Harapan untuk SPMB 2027
Tedy berharap berbagai permasalahan pada SPMB 2026 tidak terulang pada tahun ajaran berikutnya. Pemerintah diminta memulai penyusunan regulasi dan sosialisasi sejak awal tahun agar masyarakat dapat mempersiapkan diri dengan lebih baik.
"Kami berharap pada 2027 hal ini tidak terulang lagi.
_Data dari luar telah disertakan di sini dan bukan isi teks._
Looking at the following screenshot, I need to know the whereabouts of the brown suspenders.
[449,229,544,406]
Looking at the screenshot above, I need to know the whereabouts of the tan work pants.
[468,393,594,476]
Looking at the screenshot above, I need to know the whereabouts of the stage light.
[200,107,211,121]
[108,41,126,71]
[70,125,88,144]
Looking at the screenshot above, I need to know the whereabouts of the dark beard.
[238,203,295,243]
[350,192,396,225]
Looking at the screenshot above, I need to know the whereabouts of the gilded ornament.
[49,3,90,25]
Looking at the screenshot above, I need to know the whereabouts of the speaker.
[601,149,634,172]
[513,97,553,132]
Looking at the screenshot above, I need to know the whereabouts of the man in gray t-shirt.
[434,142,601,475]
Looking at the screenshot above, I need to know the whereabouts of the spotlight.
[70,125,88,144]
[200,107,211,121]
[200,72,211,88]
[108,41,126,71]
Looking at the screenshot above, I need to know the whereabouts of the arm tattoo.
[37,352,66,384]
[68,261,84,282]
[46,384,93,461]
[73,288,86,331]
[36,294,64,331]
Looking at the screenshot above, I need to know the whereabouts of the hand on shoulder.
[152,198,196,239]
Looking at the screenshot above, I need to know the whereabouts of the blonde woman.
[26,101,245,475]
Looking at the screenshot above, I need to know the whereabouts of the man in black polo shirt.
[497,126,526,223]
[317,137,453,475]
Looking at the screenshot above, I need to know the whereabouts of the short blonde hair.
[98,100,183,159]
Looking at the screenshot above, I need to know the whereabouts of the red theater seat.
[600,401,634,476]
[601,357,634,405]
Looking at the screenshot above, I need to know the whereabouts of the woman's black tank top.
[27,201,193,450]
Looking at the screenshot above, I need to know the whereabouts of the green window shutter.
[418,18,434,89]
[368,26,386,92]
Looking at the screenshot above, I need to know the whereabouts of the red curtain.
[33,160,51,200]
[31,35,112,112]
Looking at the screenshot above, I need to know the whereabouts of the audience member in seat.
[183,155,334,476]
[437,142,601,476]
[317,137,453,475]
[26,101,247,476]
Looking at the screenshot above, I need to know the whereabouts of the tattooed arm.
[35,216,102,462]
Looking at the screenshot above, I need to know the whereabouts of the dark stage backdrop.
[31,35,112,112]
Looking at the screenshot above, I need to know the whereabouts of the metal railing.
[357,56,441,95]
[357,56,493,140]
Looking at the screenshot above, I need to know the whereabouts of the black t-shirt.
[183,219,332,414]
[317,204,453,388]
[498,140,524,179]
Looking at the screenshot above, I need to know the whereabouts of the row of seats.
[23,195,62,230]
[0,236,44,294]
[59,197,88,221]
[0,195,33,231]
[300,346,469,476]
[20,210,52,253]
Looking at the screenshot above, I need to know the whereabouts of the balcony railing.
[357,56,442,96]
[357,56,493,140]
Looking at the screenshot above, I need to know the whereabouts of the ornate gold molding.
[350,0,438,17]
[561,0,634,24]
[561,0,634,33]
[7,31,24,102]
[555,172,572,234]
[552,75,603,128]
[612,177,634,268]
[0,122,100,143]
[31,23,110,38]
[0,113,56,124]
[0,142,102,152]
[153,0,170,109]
Sosialisasi harus dilakukan sejak awal tahun, bahkan aturan-aturannya sudah mulai disiapkan dari sekarang sehingga masyarakat bisa memetakan potensi anak-anaknya untuk mengikuti SPMB 2027," katanya.
Keberadaan program SSK diharapkan menjadi solusi nyata untuk menjamin akses pendidikan bagi seluruh siswa di Jawa Barat, asalkan disertai sosialisasi yang intensif sehingga mudah dipahami masyarakat luas.